Despite the OPEC saying “the actions of speculators are again behind much of the price decline,” according to CFTC positioning data there is no conclusive evidence to back that. There is an overwhelming bias of long positions on the oil futures market. While they might now be covering their lows, the short side has been taken by commercials.
Russian Central Bank Interventions
The total volume of central bank interventions by the Bank of Russia has superseded $4.2 billion since the beginning of October. The central bank has been raising the limits of the Russian ruble currency trading basket on a regular basis in recent trading sessions.
Despite falling oil prices, the main pressure on the Russian ruble comes from internal factors. Recent data on capital outflows show that in the third quarter of 2014, $13 billion have left the country, compared to $23.7 billion in the second quarter. That said, due to upcoming foreign debt repayments by the Russian government in the fourth quarter, the pressure on the ruble is likely to persist.
At the same time, we are seeing Russian central bank reserves plunge quite rapidly. The Bank of Russia has lost about $68 billion, or 13% of its international reserves during the past year and the trend is nowhere near a halt.

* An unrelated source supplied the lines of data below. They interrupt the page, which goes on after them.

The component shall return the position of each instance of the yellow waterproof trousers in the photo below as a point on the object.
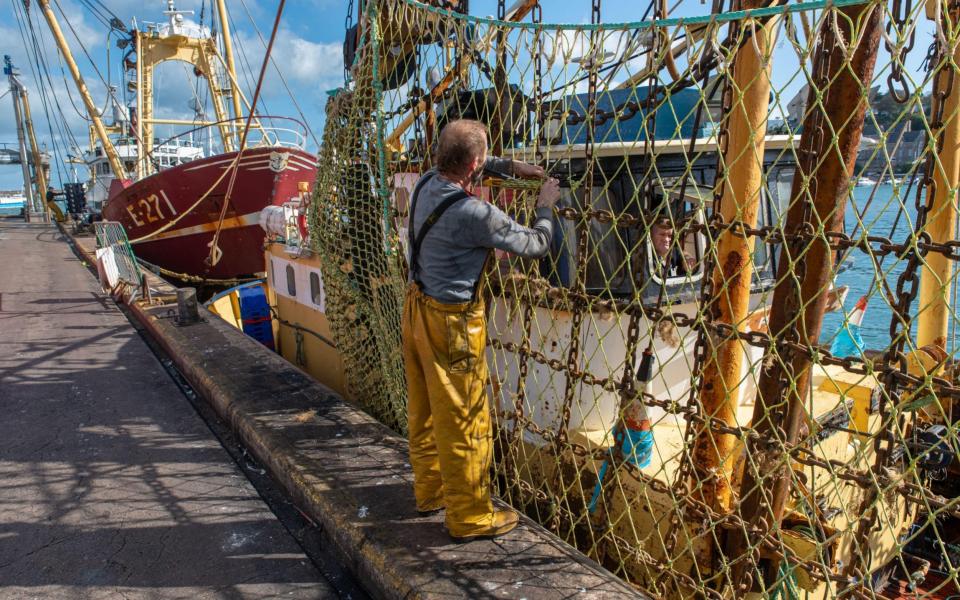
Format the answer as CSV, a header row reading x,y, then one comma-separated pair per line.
x,y
448,417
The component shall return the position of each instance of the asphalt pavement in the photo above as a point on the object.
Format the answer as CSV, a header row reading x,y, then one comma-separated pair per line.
x,y
111,485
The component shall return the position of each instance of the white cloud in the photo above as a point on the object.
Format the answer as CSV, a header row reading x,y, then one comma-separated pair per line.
x,y
316,66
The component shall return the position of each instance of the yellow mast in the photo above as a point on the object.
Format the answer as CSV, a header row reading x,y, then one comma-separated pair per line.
x,y
108,149
228,57
714,453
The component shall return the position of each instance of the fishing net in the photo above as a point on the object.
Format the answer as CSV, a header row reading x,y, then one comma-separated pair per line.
x,y
114,250
686,387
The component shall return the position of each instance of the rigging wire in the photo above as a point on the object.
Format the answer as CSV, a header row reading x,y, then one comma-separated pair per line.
x,y
283,80
38,68
247,69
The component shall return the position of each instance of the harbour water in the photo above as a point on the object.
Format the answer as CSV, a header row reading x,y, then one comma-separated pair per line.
x,y
890,213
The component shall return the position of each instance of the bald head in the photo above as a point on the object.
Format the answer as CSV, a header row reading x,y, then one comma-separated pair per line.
x,y
461,143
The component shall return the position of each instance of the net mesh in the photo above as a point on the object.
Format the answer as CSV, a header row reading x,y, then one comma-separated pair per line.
x,y
733,373
112,236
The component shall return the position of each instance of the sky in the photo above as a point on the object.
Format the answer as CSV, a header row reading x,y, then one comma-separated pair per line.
x,y
308,50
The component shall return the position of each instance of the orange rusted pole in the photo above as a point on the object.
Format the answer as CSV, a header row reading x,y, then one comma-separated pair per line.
x,y
832,129
933,318
742,181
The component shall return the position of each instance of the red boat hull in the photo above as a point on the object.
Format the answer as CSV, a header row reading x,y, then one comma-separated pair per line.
x,y
146,208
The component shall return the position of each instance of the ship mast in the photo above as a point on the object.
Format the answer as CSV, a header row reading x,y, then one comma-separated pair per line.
x,y
180,41
934,310
24,162
19,92
228,56
746,127
115,165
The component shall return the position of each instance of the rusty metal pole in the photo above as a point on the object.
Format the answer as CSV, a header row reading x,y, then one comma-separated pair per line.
x,y
936,276
746,129
832,130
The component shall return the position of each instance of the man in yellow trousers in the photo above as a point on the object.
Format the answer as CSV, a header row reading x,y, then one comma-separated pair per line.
x,y
452,232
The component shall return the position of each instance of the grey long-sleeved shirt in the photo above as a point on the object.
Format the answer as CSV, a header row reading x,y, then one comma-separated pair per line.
x,y
453,252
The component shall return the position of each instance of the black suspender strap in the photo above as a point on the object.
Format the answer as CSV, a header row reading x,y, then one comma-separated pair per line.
x,y
417,240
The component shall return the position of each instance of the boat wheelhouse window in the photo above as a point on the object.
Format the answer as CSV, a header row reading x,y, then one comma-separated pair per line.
x,y
291,281
608,259
316,292
680,259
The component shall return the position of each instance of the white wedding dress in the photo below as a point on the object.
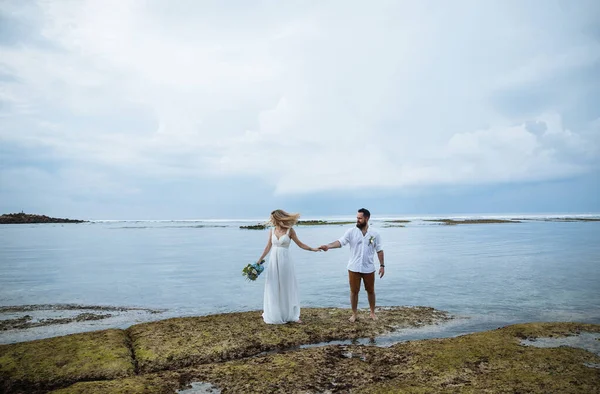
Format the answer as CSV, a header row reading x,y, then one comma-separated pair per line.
x,y
281,303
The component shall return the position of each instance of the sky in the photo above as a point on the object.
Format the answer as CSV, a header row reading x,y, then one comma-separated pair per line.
x,y
122,109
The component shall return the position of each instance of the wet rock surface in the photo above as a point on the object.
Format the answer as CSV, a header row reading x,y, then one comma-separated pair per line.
x,y
237,353
28,322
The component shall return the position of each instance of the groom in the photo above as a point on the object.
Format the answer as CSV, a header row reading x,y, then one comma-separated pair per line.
x,y
364,242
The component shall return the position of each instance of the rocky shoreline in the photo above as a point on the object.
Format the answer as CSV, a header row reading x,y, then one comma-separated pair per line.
x,y
23,218
237,352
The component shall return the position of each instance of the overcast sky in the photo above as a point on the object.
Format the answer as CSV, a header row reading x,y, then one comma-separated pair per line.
x,y
201,109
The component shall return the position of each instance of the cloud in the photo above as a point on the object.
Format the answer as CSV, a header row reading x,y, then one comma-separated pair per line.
x,y
320,97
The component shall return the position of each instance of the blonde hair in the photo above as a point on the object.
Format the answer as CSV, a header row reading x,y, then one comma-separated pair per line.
x,y
281,218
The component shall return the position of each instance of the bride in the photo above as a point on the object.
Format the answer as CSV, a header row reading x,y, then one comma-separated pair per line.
x,y
281,302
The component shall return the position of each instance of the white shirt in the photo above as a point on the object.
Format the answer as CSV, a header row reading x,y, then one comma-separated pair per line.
x,y
362,249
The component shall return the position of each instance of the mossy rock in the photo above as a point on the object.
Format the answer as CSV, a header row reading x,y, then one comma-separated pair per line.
x,y
180,342
487,362
56,362
146,384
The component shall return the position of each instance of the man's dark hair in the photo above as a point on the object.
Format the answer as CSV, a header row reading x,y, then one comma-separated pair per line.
x,y
365,212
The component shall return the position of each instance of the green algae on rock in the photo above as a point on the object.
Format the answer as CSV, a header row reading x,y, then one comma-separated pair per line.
x,y
179,342
486,362
57,362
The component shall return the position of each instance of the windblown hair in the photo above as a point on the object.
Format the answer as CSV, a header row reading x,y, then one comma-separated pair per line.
x,y
365,212
281,218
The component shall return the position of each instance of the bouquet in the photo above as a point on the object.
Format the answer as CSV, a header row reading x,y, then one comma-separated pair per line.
x,y
252,271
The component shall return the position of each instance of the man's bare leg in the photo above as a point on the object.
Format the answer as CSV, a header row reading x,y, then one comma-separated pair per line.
x,y
370,288
354,303
354,281
372,305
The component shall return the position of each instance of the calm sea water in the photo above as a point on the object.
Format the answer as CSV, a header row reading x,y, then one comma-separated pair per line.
x,y
494,274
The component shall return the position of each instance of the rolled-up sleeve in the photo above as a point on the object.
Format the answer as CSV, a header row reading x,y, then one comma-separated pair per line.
x,y
378,244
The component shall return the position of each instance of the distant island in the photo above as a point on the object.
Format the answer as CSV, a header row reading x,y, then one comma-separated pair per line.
x,y
21,218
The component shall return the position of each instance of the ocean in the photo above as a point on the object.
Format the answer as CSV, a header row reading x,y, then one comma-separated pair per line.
x,y
486,275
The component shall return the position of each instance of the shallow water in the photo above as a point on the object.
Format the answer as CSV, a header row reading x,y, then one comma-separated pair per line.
x,y
495,274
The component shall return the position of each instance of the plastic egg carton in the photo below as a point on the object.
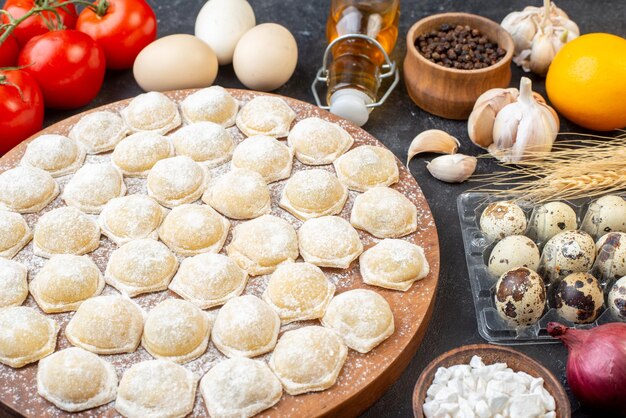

Mr. Glazyev and Mr. Putin better be very careful about announcing a peg of the Russian ruble, speculative attacks can happen and currency traders love a good target. The Swiss National Bank (SNB) has already been struggling with keeping its floor under the Swiss franc, the problem with the Bank of Russia is much tougher though. While the SNB is buying foreign currency with newly created francs, the Bank of Russia doesn’t have a US dollar or euro printing press.